И вот у такого дяди живет красавица. Тихая, светлая, с тяжелой золотой косой на груди. Ей бы кокошник, голубую ленту в косу да ожерелье звезд на белую шейку, а она в цветном платочке и глаза по-монашески ресницами прикрывает. Скоро два месяца я здесь, а не знаю, какие у нее глаза: синие, голубые, серые или другие какие.

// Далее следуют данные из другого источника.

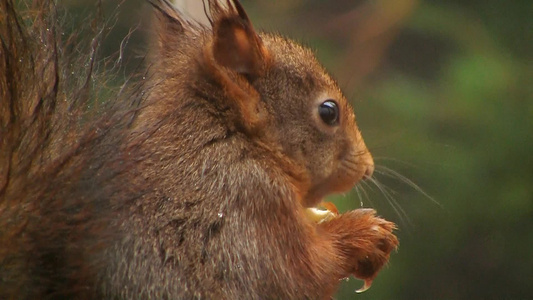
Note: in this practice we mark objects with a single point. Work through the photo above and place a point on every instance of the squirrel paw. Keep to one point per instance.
(364, 240)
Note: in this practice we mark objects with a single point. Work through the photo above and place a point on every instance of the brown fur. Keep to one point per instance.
(197, 192)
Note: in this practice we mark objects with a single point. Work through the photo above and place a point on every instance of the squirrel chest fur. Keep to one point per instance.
(199, 188)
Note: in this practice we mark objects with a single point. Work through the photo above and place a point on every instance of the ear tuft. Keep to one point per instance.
(236, 45)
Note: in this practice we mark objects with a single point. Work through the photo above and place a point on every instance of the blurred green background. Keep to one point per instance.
(443, 93)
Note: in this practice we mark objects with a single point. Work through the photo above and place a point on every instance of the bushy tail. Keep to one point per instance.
(47, 137)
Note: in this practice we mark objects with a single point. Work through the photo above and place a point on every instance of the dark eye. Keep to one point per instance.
(329, 112)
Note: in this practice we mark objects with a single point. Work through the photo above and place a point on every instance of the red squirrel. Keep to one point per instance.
(195, 182)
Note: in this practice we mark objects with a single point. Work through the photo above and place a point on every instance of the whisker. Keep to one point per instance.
(404, 218)
(385, 171)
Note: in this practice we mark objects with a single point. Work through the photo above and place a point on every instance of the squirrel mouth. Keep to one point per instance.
(323, 212)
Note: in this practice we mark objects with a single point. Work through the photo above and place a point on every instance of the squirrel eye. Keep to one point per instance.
(329, 112)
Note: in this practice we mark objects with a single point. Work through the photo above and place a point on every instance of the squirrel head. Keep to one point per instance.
(275, 91)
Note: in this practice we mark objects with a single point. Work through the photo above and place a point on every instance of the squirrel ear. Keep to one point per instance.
(236, 45)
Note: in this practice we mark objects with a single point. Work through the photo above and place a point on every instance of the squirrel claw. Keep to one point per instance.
(365, 287)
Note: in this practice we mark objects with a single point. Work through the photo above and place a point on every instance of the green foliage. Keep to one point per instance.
(449, 107)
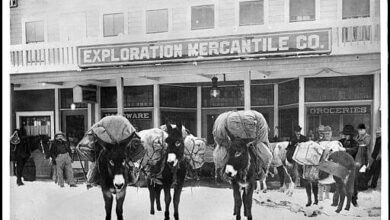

Не знаком я с ней, и поп не знакомит. Может, опасается, что волочиться начну.
Живут они, думается мне, вместе и порознь.
Поп в церкви или сидит с удочкой над Юмой или, заткнув полы подрясника за пояс, носится с ружьем по болотам и бухает на всю волость. Попадья около куриц кудахчет. А моя царевна у окна цветными нитками узор на холстинке вышивает либо в книжку уткнулась, точь-в-точь, как та красавица на картине Сурикова. Так и хочется крикнуть: «Подними очи, отвори ресницы, дочь Меншикова, березовская изгнанница!»